District of Columbia Primary Filing Closes

The District of Columbia presidential primary, and primary for other partisan office, is June 2. Here is the list of candidates. The list first has Democrats, then Republicans, then the Green Party, then the Libertarian Party.

No Republican filed for Delegate to the U.S. House. Assuming the Republican Party doesn’t fill that vacancy later, it will be easier for the two minor parties to poll the needed 7,500 votes so as to retain party qualification.

In the Republican presidential primary, only President Donald Trump and Rocky De La Fuente filed. They each needed 285 signatures of registered Republicans.

Democratic presidential primary candidates will be Donna Jean Alston, Joe Biden, William Feegbeh, Tulsi Gabbard, Amy Klobuchar, Bernie Sanders, Mark Stewart, Tom Steyer, Elizabeth Warren, and Andrew Yang.

No one filed in either the Green presidential primary, nor the Libertarian presidential primary. The Libertarian Party national convention is in May, so it would have made little sense for any Libertarian to file for a June D.C. primary.


Comments

District of Columbia Primary Filing Closes — 6 Comments

  1. How soon before TYRANT Trump is the LAST Elephant allegedly residing in Devil City ???

  2. The method used in bylaws for electing delegates at last month’s California State L.P. convention to the L.P. national convention in Austin appeared to be “semi-proportional representation”.

    Semi-proportional representation is a form of limited voting using “Xs”, when fewer votes are cast by each voter, fewer than seats available.

    The advantage of pure proportional representation over simi-proportional representation, is that pure proportional representation is more exact (within .0001ths), brings fewer ties, it’s one-man-one-vote and one vote per paper ballot.

    To get pure proportional representation we must use numerals on paper and if the rankings do not begin with the number one, with consecutively ranked numerals thereafter, then the paper ballot is marked “spoiled”.

    Of course we can ask each voter to make corrections should the ballot be marked spoiled.

    The United Coalition USA has been using pure proportional representation since 1992 and in 1997 Google tried to copy the program but they got it wrong.
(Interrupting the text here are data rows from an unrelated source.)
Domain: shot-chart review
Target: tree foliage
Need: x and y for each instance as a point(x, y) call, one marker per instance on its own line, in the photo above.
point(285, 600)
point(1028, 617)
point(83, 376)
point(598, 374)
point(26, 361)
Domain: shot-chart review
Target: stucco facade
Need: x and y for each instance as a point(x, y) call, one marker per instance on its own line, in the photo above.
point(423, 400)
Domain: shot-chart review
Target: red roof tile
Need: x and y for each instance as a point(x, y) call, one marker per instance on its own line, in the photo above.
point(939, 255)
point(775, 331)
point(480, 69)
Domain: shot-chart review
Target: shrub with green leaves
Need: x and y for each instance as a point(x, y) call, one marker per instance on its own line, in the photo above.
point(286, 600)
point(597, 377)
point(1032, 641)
Google used “Click the go” (and click on ads) but clicks and plurality votes aren’t pure proportional representation because a click isn’t a numeral.
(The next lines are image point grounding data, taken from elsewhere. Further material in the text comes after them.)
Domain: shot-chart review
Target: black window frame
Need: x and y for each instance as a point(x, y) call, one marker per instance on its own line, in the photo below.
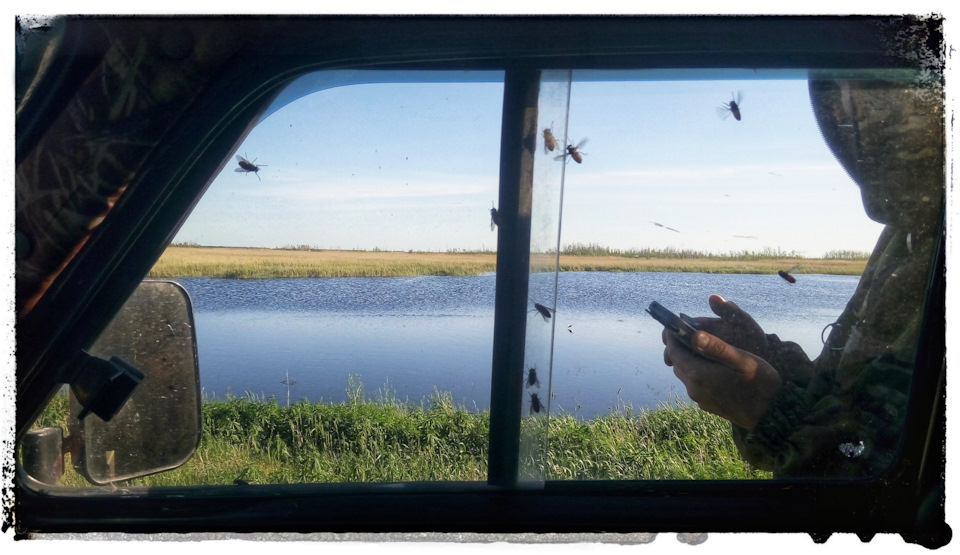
point(124, 247)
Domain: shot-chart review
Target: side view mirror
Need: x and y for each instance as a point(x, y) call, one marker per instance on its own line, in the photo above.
point(158, 427)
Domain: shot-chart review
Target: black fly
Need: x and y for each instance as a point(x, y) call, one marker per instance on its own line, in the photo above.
point(532, 377)
point(535, 404)
point(495, 219)
point(786, 275)
point(246, 166)
point(574, 152)
point(732, 107)
point(544, 312)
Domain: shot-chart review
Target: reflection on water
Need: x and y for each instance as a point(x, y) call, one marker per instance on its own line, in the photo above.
point(410, 337)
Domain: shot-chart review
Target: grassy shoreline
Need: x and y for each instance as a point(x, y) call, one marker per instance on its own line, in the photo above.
point(261, 442)
point(253, 263)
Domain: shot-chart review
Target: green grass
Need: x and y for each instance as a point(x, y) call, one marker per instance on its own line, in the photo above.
point(362, 440)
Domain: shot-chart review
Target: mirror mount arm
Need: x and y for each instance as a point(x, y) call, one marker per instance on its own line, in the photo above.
point(103, 386)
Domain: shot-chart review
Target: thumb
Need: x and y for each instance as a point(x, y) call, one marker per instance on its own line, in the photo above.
point(714, 348)
point(728, 310)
    The Libertarian One 2020
    http://www.1ogle.com

  3. @James: If you want to be able to allow people who spoil their ballots to correct those ballots, then you can’t have a secret ballot. (After all, someone else has to know who submitted the ballot if they want to allow the person to correct it.) Maybe a secret ballot is not a priority for you, but to many other people it would be a problem not to have a secret ballot.
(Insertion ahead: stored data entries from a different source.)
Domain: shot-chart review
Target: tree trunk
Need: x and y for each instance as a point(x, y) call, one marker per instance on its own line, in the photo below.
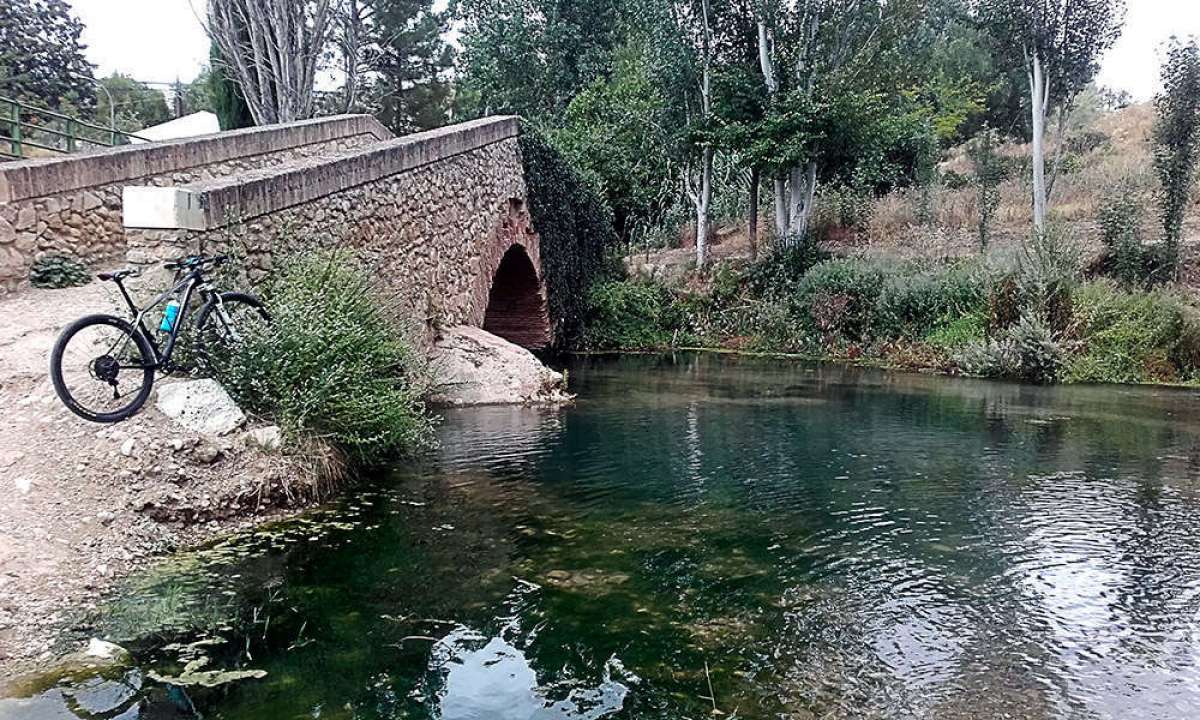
point(703, 199)
point(753, 215)
point(802, 186)
point(781, 217)
point(1038, 94)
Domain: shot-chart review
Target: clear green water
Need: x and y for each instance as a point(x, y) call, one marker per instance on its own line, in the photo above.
point(780, 540)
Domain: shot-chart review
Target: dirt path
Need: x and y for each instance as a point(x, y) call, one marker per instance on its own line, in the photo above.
point(82, 504)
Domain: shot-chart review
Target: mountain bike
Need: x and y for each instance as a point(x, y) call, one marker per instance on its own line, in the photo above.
point(103, 366)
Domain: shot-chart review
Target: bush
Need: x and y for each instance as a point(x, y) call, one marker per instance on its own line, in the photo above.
point(955, 333)
point(1127, 337)
point(58, 271)
point(331, 364)
point(1120, 217)
point(630, 315)
point(839, 298)
point(911, 303)
point(1048, 271)
point(575, 226)
point(1027, 352)
point(780, 273)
  4. (And just to be clear, I am talking about situations where the voter didn’t realize that they spoiled their own ballot. If a voter spoils their ballot but notices that before they put their own ballot into the ballot box, it’s not a problem for secrecy if the spoiled ballot is destroyed and the voter submits a correct one.)

  5. After thinking about it some more, I realized that if it is possible to make a ranked-choice ballot machine-readable, then the machine could determine whether the ballot was spoiled and return it to the voter for correction without another person having to review it. That would protect the right to a secret ballot.